I am a federal supervisor, who recently proposed a disciplinary action for an employee. My supervisor is the deciding official.

Is the deciding official required to complete their own separate analysis?

A:

The Federal regulations outlining the procedures for taking disciplinary actions (defined as suspensions of 14 calendar days or less) and/or adverse actions (defined as suspensions of greater than 14 calendar days, removals, or reduction in pay or grade) against a Federal employee require that an agency, in arriving at its decision, “will consider only the reasons specified in the notice of the proposed action and any answer of the employee, or his or her designated representative, or both, made to a designated official.”  See 5 C.F.R. §§ 752.203(e) and 752.404(g).  Thus, when determining whether to sustain a proposed disciplinary action or adverse action, a deciding official must consider both what is asserted in the notice by the proposing official and what is asserted in response to the proposal by the employee.

Contrarily, a deciding official may not consider any information that was not previously made available to the employee in the notice of proposed action, or provided by the employee in response to the proposal. Indeed, when a deciding official considers new and material information that was not made available to the employee when sustaining a proposed disciplinary or proposed adverse action, the resulting disciplinary action or adverse action must be set aside for lack of due process.  See Stone v. FDIC, 179 F.3d 168 (Fed. Cir. 1999).
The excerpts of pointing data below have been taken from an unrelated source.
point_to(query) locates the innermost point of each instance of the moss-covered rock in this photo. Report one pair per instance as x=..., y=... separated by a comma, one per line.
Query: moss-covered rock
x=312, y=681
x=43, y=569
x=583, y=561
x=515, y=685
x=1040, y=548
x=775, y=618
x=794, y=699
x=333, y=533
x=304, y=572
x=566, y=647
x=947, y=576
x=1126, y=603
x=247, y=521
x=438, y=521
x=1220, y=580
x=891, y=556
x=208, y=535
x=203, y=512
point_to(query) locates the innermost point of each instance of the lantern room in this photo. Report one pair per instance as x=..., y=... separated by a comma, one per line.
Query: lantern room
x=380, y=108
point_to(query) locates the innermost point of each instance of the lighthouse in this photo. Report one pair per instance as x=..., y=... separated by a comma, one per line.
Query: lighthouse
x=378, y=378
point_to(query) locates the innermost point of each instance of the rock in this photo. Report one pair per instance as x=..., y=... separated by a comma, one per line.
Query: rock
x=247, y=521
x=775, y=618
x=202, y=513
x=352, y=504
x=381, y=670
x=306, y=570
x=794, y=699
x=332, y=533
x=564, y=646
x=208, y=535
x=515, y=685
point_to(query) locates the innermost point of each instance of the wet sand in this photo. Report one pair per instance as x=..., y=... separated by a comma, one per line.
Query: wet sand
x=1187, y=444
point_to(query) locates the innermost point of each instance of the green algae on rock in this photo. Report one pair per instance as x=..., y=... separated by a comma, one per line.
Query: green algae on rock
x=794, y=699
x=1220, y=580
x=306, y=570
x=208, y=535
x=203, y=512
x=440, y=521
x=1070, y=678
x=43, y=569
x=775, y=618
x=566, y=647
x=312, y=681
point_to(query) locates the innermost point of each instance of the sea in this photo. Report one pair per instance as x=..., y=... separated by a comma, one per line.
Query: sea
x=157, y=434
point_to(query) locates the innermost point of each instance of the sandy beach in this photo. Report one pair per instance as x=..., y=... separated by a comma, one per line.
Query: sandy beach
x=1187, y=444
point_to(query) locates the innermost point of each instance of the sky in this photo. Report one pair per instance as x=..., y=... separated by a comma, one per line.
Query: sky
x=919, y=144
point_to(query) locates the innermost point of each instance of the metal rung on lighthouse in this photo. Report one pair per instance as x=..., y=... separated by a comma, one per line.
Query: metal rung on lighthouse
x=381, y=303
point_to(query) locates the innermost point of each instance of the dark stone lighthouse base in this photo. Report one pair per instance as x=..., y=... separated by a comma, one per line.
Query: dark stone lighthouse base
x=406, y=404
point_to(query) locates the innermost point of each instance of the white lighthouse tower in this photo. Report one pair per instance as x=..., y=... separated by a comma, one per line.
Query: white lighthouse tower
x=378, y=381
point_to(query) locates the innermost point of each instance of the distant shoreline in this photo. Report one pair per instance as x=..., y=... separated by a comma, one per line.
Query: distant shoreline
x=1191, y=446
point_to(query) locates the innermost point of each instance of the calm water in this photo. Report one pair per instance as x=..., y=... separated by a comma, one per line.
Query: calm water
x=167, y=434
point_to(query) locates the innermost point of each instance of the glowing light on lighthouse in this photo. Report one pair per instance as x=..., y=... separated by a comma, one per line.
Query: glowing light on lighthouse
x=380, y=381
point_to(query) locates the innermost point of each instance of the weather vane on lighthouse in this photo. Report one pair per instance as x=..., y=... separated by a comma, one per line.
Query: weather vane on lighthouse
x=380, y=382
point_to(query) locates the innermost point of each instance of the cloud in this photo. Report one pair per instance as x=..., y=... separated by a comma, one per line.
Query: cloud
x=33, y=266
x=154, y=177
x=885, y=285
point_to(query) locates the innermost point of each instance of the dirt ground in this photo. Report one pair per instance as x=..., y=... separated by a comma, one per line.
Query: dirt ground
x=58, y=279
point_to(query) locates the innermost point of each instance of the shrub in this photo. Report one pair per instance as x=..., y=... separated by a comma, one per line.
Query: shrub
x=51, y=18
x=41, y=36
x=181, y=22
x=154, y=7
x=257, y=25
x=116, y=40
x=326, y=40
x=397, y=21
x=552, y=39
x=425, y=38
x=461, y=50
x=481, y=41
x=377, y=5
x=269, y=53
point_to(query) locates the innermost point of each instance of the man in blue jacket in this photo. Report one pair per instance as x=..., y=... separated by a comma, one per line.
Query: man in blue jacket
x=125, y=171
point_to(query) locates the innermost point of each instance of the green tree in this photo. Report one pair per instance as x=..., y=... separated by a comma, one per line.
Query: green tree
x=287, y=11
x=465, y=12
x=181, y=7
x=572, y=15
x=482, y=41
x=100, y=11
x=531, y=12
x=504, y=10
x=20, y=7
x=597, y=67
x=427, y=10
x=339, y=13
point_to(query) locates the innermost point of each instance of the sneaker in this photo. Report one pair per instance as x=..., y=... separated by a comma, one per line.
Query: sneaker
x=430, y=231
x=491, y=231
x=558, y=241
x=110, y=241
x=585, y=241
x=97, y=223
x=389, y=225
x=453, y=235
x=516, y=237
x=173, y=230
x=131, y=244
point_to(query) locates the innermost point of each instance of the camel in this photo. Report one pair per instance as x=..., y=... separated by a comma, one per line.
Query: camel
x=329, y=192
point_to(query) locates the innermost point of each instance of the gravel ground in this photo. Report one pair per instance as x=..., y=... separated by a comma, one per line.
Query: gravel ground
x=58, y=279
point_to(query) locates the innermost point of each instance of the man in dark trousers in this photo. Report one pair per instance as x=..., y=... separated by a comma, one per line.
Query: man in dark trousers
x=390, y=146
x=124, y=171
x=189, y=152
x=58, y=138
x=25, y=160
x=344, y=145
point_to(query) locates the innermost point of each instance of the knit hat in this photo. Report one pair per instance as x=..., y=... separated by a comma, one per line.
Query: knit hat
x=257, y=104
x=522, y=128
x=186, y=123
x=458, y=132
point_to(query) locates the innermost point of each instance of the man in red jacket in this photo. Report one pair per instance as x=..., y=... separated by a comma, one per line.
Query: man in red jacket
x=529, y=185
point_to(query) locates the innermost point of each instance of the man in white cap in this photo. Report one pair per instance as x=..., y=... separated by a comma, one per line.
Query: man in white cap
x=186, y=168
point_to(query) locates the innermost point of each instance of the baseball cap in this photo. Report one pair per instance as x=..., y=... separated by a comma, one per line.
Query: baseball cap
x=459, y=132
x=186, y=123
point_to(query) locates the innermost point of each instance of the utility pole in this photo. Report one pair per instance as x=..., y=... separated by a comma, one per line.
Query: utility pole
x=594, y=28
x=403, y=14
However, this does not mean that a deciding official is precluded from obtaining and considering new, material information after an employee responds to a proposed action.  Rather, it merely requires that when a deciding official obtains new, material information after an employee responds to a proposed action that the deciding official is relying upon to make the decision, the employee must be afforded notice of and the opportunity to respond to that information.